Zuerst herrschte Euphorie, als die Ergebnisse der aktuellen Pisa-Studie bekannt gegeben wurden und eine scheinbar deutliche Verbesserung bei den schulischen Ergebnissen darlegten, ein Quantensprung aus Sicht von Anette Schavan. Doch dann wurde bekannt, dass in den wirklich wichtigen Fächern kaum eine Verbesserung erkennbar wurde. Nun wird wieder heiß diskutiert, in der Presse, bei den Politikern. Starke Worte fallen, nur ändern tut sich nichts. So auch in einem Interview in der TAZ, mit Jutta Allmendinger, Leiterin des Instituts für Arbeitsmarkt- und Berufsforschung (IAB, ein als besondere Dienststelle angegliedertes Forschungsinstitut der BA), promoviert in Soziologie, Sozialpsychologie, Volkswirtschaftslehre und Statistik. Sie gehört zum Autorenteam des Familienberichts der Bundesregierung, ist aber keine Politikerin, sondern lediglich SPD Mitglied.

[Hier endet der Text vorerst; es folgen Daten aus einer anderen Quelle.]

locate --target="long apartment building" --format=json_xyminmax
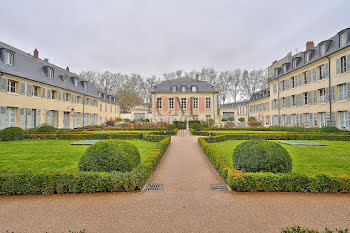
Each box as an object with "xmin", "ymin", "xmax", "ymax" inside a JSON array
[
  {"xmin": 220, "ymin": 28, "xmax": 350, "ymax": 129},
  {"xmin": 0, "ymin": 42, "xmax": 120, "ymax": 129}
]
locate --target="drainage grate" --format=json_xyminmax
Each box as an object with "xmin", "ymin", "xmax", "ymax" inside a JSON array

Liest man den Bericht, scheint hier eine geballte Ladung Frust wegen eines desolaten Schulsystems erkennbar zu werden. Aber so ein wenig sollte man auch zwischen den Zeilen lesen. Soziologie ist Verhaltensforschung, die sich mit dem Zusammenwirken und den Wechselwirkungen bei Menschen befasst. Angewendet werden Theorien und Methoden aus der empirischen Sozialforschung, die wiederum auf Erhebung und Interpretation von Daten über soziale Tatsachen erfolgt, oder zumindest erfolgen sollte. Also nach meinem Verständnis eine Grundlagenforschung. Aber was sind soziale Tatsachen eigentlich? Klar, wer arm ist, hat kein oder zu wenig Geld für Dinge, die über die Lebenserhaltung hinausgehen. Manchmal reicht es nicht einmal dafür. Das sind Tatsachen. Wer reich ist, muss sich über den täglichen Bedarf keine Sorgen machen. Auch das ist eine Tatsache. Doch damit, so denke ich, hört es schon auf (grob gesprochen). Soziologie sollte die Ursachen erforschen. Warum ist jemand arm? Klar, Frau Allmendinger nennt Gründe, z. B. die teilweise politisch forcierte Gettoisierung von Hartz IV Empfängern. Doch dann kommen die platten Sprüche, wie sie aus der politischen Ecke ständig zu hören sind. Da wird die Mentalität der Deutschen angesprochen, Sozialsysteme als eine Art Sparbüchse zu verstehen, der so gerne verwendete Begriff des lebenslangen Lernen und ähnliche, sattsam bekannte Aussagen weiter.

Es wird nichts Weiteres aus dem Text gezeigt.